WKUPD emphasizes weapon safety

Shantel-Ann Pettway

Many universities have protocols on gun control and WKU is no exception. WKU has a weapons code of conduct that explicitly states that firearms, explosives or other objects displayed in a menacing or threatening manner on campus are prohibited. 

The WKU Police Department will confiscate any weapon that isn’t authorized. 

Although the rules are defined, there have still been gun controversies on and around WKU’s campus.

In late August, Bowling Green junior Spencer Renfro was shot off campus in a reported burglary.

In April, a then-WKU student pulled a gun on another person outside of the Bates-Runner Hall Subway.

Last year, a WKU student, Larry Thomas, died after being shot off campus at an apartment complex. 

WKUPD has programs that attempt to keep students, faculty and visitors safe. 

Emergency phones installed throughout WKU’s campus are one of those safety measures. 

Capt.
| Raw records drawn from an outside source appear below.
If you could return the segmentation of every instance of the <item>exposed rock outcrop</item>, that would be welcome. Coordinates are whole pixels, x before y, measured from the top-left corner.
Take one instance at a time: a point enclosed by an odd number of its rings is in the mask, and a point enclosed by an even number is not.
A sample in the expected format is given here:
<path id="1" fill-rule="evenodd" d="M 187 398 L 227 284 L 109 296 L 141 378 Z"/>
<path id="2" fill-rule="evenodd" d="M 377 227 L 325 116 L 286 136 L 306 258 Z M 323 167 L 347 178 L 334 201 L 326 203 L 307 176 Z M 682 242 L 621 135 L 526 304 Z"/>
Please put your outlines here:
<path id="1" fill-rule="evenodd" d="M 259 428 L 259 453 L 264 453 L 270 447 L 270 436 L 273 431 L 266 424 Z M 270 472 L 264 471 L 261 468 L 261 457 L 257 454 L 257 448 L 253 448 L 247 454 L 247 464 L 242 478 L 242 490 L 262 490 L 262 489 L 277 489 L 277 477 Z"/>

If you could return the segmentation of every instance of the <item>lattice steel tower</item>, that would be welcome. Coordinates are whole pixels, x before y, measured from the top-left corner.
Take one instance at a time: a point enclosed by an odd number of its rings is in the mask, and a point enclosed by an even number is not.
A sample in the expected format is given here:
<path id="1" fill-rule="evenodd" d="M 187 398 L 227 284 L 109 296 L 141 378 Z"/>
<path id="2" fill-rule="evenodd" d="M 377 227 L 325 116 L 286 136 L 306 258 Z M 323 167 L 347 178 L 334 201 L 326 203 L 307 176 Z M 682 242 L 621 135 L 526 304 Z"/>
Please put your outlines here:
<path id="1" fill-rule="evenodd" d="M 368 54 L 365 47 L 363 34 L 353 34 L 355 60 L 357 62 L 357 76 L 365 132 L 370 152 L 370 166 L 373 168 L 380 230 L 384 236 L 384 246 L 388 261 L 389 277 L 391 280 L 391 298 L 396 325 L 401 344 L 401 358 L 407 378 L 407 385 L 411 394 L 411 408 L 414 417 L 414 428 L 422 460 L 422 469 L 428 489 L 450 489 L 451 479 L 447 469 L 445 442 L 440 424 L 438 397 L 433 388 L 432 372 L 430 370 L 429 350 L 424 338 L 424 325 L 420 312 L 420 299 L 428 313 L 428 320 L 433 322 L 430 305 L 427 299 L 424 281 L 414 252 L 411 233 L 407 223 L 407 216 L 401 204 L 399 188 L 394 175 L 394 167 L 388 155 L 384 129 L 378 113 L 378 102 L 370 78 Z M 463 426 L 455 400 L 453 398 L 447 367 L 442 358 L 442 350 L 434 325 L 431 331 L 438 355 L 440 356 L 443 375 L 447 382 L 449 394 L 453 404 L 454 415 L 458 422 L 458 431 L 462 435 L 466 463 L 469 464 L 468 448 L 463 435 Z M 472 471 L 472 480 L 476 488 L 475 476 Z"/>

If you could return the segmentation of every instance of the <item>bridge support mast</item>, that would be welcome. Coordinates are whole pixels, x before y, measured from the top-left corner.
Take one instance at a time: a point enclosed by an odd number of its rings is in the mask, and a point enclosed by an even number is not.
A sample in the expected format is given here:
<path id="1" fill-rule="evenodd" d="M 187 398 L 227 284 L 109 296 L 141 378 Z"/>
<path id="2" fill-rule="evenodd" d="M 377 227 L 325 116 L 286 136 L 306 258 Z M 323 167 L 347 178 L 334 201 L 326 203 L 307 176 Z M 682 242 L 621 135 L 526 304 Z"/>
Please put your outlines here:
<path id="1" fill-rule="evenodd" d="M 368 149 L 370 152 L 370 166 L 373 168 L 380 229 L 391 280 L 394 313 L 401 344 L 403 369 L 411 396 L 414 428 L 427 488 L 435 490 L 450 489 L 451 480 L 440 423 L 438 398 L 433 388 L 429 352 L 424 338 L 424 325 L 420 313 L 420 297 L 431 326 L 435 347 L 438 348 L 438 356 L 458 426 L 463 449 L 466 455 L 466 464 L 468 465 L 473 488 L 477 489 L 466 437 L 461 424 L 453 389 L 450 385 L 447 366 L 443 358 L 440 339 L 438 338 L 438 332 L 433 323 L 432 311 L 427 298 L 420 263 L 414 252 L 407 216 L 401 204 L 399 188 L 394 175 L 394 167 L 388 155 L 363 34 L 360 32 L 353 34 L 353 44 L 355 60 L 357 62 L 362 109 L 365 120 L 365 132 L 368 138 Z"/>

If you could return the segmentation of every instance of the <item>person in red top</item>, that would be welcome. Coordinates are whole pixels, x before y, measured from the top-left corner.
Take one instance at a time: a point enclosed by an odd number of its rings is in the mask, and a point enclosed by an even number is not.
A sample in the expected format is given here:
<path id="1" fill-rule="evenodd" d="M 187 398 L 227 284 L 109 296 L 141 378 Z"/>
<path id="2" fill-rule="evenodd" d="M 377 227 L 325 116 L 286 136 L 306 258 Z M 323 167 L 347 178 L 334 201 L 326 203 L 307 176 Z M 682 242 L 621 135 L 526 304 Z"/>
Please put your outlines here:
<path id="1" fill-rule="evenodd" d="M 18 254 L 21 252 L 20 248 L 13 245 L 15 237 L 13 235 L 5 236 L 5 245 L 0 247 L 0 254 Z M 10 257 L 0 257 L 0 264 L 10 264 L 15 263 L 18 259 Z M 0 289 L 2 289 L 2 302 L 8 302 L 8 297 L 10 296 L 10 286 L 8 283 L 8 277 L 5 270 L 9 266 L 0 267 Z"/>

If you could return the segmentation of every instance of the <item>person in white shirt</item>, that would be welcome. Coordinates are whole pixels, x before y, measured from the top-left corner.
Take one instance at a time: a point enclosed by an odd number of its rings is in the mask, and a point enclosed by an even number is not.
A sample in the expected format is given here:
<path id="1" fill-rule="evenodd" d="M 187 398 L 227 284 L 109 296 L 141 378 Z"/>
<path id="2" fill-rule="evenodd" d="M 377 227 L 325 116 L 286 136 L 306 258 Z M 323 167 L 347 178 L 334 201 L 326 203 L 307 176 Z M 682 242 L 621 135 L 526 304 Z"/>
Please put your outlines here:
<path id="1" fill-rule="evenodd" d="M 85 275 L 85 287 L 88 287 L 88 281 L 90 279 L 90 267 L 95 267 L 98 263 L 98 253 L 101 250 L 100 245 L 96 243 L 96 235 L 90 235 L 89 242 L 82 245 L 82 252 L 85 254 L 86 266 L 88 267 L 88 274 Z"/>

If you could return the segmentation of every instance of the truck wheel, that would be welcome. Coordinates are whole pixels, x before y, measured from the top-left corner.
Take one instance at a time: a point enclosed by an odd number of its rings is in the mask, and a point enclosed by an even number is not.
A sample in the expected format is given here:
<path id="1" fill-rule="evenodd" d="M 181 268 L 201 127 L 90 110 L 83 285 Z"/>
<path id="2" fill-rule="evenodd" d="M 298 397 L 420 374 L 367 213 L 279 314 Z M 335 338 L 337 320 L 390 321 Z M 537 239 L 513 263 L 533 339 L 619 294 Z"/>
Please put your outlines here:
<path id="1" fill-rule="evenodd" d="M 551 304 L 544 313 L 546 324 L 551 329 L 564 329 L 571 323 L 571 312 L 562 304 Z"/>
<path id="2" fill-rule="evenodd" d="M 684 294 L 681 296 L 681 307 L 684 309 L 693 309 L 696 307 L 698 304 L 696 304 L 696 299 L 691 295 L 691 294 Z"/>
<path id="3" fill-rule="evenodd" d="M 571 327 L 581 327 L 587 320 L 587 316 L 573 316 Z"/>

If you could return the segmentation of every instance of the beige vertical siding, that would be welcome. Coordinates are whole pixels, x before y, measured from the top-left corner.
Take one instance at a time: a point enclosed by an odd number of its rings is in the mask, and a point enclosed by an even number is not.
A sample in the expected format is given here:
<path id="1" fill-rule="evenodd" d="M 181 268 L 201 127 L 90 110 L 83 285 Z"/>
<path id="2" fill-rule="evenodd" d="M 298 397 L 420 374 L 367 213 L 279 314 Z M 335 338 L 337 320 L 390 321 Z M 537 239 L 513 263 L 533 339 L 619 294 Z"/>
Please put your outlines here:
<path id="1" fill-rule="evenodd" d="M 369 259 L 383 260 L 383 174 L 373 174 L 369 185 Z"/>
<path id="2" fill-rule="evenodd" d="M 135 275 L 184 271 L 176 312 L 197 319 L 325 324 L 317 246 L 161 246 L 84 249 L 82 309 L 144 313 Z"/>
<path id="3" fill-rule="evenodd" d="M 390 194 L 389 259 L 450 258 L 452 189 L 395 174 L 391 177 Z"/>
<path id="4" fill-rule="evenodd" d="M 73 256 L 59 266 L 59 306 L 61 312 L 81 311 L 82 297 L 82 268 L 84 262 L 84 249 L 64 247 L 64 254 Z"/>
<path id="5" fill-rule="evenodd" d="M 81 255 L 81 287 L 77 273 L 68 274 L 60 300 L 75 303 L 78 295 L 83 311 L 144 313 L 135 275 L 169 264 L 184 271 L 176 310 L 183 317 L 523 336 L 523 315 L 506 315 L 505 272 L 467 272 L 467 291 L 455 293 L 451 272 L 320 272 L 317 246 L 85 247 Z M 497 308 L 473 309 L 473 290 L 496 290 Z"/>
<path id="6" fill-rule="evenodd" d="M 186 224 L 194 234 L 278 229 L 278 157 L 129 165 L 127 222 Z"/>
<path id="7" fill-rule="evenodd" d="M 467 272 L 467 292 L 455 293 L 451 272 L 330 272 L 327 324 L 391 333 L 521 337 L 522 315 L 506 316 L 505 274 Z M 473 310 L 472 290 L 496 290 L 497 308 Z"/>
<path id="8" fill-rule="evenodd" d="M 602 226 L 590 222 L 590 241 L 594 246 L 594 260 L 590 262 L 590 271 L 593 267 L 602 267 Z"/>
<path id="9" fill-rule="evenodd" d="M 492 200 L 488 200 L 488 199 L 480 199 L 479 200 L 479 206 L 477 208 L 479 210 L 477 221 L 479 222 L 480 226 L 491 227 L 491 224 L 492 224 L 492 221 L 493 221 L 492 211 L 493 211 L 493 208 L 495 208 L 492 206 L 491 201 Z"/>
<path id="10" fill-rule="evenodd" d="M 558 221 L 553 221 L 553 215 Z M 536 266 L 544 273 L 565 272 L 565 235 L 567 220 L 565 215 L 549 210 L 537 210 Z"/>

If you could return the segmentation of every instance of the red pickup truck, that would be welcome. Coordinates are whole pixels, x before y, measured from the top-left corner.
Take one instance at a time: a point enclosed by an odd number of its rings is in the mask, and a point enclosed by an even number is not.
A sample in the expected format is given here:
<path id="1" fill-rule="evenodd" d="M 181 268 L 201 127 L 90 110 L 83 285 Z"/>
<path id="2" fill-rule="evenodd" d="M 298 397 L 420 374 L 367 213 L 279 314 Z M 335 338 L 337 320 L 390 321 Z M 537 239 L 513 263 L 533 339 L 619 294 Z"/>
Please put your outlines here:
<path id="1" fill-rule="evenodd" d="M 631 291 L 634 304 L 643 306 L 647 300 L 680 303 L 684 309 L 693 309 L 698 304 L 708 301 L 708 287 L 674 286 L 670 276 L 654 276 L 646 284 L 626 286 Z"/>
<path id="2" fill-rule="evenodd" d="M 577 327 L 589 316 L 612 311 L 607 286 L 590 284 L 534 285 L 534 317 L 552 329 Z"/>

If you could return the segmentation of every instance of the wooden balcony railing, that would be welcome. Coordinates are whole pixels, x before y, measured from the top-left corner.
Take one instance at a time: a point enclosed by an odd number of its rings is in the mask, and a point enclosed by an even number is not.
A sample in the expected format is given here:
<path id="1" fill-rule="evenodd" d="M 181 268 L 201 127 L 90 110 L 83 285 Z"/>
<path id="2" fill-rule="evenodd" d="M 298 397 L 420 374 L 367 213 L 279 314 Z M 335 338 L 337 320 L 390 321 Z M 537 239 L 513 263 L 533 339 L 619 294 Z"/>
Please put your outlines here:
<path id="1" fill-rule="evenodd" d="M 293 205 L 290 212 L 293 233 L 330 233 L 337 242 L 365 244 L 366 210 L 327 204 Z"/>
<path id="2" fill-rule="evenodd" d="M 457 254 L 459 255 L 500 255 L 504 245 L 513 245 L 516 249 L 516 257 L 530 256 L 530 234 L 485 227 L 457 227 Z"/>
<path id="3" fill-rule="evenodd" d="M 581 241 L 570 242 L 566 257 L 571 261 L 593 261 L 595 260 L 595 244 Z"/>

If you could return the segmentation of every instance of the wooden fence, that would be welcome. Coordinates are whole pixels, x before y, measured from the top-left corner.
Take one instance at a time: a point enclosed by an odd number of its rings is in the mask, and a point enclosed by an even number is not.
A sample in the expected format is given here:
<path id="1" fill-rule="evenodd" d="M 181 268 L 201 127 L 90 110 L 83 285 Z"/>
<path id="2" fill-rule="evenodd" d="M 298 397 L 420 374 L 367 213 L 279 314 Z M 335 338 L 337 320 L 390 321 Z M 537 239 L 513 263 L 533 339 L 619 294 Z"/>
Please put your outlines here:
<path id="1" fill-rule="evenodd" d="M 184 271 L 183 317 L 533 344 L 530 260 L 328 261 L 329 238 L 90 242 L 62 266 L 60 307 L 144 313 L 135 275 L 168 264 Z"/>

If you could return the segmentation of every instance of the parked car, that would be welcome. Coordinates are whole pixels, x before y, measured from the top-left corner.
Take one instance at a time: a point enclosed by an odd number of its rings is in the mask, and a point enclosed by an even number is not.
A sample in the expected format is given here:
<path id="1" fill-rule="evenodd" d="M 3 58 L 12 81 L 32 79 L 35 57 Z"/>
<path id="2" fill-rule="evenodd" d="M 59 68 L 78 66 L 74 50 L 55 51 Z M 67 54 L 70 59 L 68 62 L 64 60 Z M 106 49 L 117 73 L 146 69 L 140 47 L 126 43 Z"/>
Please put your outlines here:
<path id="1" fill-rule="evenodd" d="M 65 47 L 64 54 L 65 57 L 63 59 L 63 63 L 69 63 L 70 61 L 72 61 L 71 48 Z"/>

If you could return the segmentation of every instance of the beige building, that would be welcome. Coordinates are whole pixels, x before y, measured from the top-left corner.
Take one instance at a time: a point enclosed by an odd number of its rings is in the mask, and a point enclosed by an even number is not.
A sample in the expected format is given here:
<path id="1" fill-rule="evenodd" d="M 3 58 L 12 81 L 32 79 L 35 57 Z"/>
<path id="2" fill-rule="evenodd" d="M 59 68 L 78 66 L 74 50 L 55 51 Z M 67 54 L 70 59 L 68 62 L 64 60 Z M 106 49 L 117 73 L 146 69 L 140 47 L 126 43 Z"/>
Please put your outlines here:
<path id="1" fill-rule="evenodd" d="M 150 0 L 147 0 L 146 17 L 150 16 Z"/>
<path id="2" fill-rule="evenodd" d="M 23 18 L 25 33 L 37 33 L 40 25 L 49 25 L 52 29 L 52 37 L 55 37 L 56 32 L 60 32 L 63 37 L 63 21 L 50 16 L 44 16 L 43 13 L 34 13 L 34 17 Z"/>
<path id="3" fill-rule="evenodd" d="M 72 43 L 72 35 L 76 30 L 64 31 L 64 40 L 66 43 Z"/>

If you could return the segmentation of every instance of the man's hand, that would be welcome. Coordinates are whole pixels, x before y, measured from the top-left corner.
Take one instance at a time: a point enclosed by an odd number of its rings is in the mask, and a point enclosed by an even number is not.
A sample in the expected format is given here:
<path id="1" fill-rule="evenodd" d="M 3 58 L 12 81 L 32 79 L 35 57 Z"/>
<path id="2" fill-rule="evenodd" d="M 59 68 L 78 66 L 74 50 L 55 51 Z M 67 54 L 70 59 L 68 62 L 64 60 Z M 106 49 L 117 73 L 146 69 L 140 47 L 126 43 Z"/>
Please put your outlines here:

Dominic Ossello of WKUPD said the phones can be used to report suspicious activity or if anyone feels unsafe.

“The emergency phones that you see all over campus are our mini-helpers,” Ossello said.

 He said all of the calls are taken seriously.

“All calls are responded to, even if it is a false alarm,” Ossello said. “Our explorers and officers will always check out the scene.” 

WKU recently received an accreditation for its efforts in safety. On July 30, WKU was recognized as a Safe Community by the National Safety Council. 

One of the methods WKU employed to receive this accreditation is the Student Government Association Campus Safety Walk, Ossello said. 

WKUPD, along with SGA, checks the campus twice a year for areas that may be considered unsafe. 

“We don’t work alone. All of campus’ organizations work together to get light in dark places and safer cross walks,” Ossello said.

WKUPD also offers an escort service for on-campus use only. The escorts are sent to accompany students, staff or faculty that may feel uncomfortable walking on campus alone. The services are offered from dusk till dawn. 

“They are always strolling around campus checking to make sure everyone is safe — I love it,” Richmond sophomore Morgan Harris said.  

Ossello said communicating with police is a crucial part of safety. 

“Never hesitate to contact a WKU police officer,” he said.  “It’s always better to be safe than sorry.”